In 2025, XRP remains one of the most influential cryptocurrencies in the global financial ecosystem. Designed for speed and cost-efficiency in cross-border transactions, XRP has found widespread use among banks, payment providers, and institutions. But beneath its utility lies a critical question: Who really controls XRP?The answer reveals a story of power, strategy, and evolving regulation in the crypto world.

Ripple Labs: The Central Force
At the core of XRP’s distribution is Ripple Labs, the company that created XRP and remains its largest holder. As of August 2025, Ripple controls about 42% of the total supply, primarily locked in escrow accounts. These reserves—about 36 billion XRP—are released gradually at a rate of 1 billion per month to manage liquidity and reduce market shocks.
This structure gives Ripple a centralized influence over the token’s supply, a controversial topic in the crypto space where decentralization is a core principle. Still, this level of control also ensures market stability and predictability—traits welcomed by institutional players.
The Power of the XRP Rich List
Beyond Ripple, a closer look at the top wallet addresses paints a clear picture of ownership concentration. The top 20 XRP holders control over 50% of the circulating supply. Widen the lens, and the top 100 wallets hold over 71%.
This concentration matters. It influences market liquidity, magnifies price volatility when large holders act, and raises questions about decentralization. However, it also reflects growing institutional demand, particularly through major exchanges.
Exchanges as Custodians
After Ripple Labs, the biggest XRP holders are crypto exchanges. Binance, Bithumb, and Uphold each hold more than 1.5 billion XRP, accounting for a significant share of the token’s active circulation. These assets are largely held in custody for users, reflecting growing use among traders and institutions alike.
South Korea’s exchanges, such as Upbit and Bithumb, continue to lead global XRP trading volume. At the same time, speculation is mounting around a U.S. spot XRP ETF, expected by late 2025. This has led many exchanges to bolster their XRP holdings in preparation for institutional inflows.

Source: news.bitcoin.com
Legal Clarity Unleashes Growth
Ripple’s long-standing legal battle with the U.S. Securities and Exchange Commission (SEC) finally ended in 2024. A landmark ruling clarified that XRP is not a security when traded on public exchanges, though institutional sales still fall under securities law.
The resolution unlocked new growth. With regulatory uncertainty removed, Ripple has rapidly expanded partnerships, and XRP has regained momentum as a preferred bridge asset for cross-border transactions.
On-Demand Liquidity & Real-World Use
Ripple’s On-Demand Liquidity (ODL) service has been a standout success. Financial institutions now use XRP to settle cross-border payments instantly and at a lower cost. With renewed trust post-SEC ruling, ODL adoption has surged across regions from Southeast Asia to Latin America.

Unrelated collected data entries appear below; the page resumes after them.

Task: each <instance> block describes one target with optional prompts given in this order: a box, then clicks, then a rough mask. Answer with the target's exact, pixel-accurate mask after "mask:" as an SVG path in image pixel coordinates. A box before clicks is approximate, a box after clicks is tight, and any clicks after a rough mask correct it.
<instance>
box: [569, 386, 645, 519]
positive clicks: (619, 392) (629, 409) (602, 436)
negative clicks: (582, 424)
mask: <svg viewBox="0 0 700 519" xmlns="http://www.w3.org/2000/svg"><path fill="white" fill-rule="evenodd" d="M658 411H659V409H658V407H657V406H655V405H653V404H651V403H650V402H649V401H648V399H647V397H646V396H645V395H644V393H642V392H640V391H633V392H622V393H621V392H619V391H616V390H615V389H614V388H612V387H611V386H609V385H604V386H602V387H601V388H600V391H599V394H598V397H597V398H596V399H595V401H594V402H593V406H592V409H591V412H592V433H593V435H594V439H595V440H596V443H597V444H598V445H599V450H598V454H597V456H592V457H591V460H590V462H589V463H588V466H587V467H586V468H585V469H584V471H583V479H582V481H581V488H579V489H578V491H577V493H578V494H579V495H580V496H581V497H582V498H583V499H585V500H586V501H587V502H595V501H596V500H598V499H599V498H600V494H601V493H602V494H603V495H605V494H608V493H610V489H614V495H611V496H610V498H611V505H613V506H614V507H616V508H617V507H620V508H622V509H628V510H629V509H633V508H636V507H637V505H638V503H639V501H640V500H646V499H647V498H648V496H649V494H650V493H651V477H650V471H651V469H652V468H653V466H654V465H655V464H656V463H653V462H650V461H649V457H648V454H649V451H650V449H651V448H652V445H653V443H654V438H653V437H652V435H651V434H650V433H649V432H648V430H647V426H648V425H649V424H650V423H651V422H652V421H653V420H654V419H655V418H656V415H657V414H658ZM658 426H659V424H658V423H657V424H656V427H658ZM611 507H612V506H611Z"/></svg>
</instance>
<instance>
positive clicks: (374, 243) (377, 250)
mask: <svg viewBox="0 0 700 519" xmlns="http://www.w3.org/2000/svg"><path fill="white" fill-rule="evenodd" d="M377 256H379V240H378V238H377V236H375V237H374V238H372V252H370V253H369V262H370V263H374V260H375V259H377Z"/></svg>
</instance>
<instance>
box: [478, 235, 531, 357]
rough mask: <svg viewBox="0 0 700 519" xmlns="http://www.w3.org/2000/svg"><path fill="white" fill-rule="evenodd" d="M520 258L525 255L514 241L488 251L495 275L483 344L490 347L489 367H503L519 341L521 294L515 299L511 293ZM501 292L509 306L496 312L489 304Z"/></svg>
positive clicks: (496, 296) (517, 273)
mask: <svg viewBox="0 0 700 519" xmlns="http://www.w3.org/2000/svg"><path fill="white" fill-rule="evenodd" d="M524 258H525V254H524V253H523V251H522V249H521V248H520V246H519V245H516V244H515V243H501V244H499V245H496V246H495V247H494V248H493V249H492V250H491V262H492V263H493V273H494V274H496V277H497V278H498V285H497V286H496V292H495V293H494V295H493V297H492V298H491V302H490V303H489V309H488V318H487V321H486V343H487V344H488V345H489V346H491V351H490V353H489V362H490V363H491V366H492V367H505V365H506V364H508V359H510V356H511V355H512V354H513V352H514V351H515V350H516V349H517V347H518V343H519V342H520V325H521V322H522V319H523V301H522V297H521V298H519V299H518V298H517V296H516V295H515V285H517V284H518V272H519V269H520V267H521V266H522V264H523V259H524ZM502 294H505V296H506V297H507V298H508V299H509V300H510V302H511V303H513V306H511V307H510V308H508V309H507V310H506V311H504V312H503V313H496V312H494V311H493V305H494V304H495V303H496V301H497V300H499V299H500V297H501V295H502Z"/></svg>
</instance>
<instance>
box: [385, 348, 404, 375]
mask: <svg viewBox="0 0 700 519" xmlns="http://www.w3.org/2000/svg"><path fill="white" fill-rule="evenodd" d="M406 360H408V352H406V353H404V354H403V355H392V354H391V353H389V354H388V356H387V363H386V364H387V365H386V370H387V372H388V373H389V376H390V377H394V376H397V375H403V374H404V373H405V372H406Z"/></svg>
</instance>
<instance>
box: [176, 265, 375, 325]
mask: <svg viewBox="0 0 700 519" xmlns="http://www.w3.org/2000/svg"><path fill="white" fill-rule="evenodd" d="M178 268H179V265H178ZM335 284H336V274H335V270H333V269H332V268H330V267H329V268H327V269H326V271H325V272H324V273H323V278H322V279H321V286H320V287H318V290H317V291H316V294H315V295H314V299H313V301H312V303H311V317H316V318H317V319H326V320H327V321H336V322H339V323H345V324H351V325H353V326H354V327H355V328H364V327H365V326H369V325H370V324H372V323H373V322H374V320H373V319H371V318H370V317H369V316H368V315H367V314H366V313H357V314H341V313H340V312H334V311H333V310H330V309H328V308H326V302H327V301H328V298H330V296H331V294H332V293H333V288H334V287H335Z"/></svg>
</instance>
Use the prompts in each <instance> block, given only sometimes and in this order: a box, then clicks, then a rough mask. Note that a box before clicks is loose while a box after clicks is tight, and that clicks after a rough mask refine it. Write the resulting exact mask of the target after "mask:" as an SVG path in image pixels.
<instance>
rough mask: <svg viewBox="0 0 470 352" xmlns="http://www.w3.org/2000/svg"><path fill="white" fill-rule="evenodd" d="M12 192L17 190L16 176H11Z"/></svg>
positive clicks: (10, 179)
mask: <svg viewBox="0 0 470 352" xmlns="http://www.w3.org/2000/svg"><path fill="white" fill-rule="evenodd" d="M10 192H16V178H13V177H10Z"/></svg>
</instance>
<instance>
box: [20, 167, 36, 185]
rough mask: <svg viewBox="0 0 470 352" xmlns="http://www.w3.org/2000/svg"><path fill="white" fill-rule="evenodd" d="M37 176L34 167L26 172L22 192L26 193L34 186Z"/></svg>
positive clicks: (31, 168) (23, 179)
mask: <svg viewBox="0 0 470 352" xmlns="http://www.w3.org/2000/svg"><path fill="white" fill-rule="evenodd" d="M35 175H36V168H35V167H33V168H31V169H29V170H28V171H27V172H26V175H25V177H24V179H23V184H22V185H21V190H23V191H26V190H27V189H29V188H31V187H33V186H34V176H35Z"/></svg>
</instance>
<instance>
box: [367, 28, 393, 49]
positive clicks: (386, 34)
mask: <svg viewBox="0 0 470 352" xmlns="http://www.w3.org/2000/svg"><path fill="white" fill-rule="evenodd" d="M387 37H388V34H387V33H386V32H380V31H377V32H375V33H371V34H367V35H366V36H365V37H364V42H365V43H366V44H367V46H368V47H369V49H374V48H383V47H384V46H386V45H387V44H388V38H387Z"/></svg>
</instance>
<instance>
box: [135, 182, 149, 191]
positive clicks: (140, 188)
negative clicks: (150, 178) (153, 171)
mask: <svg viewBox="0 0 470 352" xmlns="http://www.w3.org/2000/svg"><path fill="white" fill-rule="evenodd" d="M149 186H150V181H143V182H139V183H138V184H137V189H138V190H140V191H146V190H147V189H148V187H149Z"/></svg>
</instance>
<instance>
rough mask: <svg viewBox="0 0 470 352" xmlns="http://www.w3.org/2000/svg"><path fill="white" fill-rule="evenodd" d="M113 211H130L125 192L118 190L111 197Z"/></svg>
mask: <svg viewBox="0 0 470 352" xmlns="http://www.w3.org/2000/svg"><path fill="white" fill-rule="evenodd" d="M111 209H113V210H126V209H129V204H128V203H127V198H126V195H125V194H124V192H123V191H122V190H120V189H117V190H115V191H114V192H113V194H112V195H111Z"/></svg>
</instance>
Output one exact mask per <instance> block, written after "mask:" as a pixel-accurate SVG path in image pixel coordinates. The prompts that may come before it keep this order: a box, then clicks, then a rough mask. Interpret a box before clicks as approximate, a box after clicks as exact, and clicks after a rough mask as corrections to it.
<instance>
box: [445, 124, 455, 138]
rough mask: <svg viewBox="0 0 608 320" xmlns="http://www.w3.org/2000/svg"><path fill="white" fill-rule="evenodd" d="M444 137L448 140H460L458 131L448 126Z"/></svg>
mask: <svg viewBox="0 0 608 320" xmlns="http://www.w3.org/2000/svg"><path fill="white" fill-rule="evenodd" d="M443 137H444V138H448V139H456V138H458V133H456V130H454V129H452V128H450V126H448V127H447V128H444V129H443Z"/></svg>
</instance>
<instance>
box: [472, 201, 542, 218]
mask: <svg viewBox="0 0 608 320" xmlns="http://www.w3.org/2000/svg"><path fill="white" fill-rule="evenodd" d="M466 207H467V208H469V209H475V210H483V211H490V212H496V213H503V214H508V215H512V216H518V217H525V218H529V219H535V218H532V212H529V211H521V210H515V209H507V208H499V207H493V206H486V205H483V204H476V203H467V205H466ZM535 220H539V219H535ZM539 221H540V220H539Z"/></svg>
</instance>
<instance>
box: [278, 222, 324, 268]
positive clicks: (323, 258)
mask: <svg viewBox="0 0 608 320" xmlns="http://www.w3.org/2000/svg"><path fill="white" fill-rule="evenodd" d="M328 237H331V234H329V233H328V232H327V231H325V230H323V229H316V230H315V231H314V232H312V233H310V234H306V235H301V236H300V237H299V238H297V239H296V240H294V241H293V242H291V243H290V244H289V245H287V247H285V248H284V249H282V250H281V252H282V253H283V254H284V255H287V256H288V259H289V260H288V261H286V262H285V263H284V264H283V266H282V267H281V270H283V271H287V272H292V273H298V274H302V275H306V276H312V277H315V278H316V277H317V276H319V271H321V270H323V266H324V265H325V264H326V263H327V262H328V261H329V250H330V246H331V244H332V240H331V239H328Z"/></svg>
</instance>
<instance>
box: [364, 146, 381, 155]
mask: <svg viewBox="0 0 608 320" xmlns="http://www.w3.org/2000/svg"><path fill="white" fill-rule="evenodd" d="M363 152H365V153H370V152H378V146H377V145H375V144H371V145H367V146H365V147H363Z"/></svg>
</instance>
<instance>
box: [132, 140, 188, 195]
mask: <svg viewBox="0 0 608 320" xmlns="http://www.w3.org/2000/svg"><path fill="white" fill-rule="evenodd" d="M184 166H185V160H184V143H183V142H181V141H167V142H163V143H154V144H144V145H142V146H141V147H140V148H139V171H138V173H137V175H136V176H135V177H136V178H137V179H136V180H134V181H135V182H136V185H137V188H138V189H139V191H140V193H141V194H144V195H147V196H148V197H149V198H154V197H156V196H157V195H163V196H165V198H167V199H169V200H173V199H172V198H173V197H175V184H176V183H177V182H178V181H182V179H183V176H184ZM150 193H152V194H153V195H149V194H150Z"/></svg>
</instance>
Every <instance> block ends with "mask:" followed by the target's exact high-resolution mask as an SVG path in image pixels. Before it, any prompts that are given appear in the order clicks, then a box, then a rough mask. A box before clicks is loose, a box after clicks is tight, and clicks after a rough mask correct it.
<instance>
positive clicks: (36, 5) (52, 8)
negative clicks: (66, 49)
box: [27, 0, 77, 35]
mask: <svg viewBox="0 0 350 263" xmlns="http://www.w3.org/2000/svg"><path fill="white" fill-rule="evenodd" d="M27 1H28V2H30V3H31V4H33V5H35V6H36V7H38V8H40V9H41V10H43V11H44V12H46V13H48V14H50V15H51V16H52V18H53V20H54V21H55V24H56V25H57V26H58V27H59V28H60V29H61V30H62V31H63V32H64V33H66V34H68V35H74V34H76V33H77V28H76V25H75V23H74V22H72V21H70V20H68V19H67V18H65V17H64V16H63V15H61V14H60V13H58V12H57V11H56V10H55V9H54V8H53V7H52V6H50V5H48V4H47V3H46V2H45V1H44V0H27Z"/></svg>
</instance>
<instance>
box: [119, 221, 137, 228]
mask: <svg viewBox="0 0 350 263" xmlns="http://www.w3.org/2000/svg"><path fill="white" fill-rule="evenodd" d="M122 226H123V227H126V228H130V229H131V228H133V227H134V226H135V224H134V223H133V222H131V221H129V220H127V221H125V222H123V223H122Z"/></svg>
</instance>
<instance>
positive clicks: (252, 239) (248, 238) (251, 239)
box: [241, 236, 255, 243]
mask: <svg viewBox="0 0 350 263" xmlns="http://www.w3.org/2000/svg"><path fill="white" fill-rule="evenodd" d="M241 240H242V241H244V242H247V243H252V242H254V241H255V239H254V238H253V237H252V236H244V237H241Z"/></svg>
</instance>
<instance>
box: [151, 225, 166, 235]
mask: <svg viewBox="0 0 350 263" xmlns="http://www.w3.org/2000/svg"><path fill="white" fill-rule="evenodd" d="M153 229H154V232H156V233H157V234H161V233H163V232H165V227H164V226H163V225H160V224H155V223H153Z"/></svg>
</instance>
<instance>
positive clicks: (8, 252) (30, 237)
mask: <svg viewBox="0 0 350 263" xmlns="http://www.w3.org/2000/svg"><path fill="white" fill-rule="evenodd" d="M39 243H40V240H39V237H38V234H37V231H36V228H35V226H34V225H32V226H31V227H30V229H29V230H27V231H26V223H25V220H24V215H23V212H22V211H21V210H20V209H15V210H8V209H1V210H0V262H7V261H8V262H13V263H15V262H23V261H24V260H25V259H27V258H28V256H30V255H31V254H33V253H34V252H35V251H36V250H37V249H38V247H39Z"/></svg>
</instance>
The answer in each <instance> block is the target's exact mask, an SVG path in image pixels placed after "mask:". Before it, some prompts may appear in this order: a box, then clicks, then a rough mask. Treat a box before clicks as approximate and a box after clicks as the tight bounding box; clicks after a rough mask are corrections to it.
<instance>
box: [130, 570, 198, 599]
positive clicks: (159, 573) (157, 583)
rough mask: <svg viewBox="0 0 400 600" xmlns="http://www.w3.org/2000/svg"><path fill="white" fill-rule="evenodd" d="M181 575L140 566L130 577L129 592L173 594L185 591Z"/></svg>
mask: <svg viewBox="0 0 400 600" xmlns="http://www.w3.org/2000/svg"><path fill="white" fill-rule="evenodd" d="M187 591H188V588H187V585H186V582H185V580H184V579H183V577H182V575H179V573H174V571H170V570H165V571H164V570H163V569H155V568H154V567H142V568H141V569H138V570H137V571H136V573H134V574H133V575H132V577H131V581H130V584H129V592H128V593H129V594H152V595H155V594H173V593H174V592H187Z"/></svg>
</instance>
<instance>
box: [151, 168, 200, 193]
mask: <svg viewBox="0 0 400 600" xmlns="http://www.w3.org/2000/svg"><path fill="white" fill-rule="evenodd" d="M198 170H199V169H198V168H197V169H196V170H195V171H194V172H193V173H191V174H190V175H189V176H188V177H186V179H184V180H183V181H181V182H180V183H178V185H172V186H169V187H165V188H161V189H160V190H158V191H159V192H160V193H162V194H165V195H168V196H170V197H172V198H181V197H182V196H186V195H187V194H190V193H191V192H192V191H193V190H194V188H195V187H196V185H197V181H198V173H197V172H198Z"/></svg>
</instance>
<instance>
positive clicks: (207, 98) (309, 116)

XRP is no longer just a speculative asset—it’s becoming part of the plumbing of global finance.
Innovation on the XRP Ledger
Technological upgrades to the XRP Ledger (XRPL) are transforming its role beyond payments. Notable developments in 2025 include:
- Institutional DeFi: The introduction of Permissioned DEX features and Decentralized Identity (DID) standards allows compliant participation by banks and institutions.
- Asset Tokenization: New standards support tokenizing real-world assets like real estate and bonds.
- EVM-Compatible Sidechain: Developers can now deploy Ethereum-based dApps on XRPL, expanding the ecosystem.
- CBDC Integration: Central banks in multiple regions are testing the XRPL for central bank digital currencies.
- Chainlink Partnership: A strategic collaboration with Chainlink enhances cross-chain functionality and real-world data feeds.
These innovations signal XRP’s shift from a transaction tool to a full-fledged platform for institutional finance and digital asset services.
Who Holds the Real Power?
While the ledger itself may be decentralized, three main groups shape XRP’s future:
Ripple Labs – As the largest holder and core developer, Ripple drives partnerships, ecosystem growth, and technical evolution.
Validators – Over 150 independent nodes, including universities, exchanges, and developers, keep the network secure and decentralized.
Institutional Partners – Banks, asset managers, and potential ETF providers hold increasing sway as XRP becomes embedded in traditional finance.
Together, these actors define the direction of the XRP ecosystem—whether through technological upgrades, legal frameworks, or market adoption.
Final Thoughts
XRP’s ownership in 2025 reflects a careful balance: centralized control via Ripple’s escrow, major custodianship by exchanges, and rising institutional demand.
While critics question the level of centralization, others argue that this structure provides the stability and governance needed for XRP to function in global finance. With regulatory clarity, expanding use cases, and bold innovations on the XRPL, XRP is evolving from a token into a cornerstone of a next-generation financial system.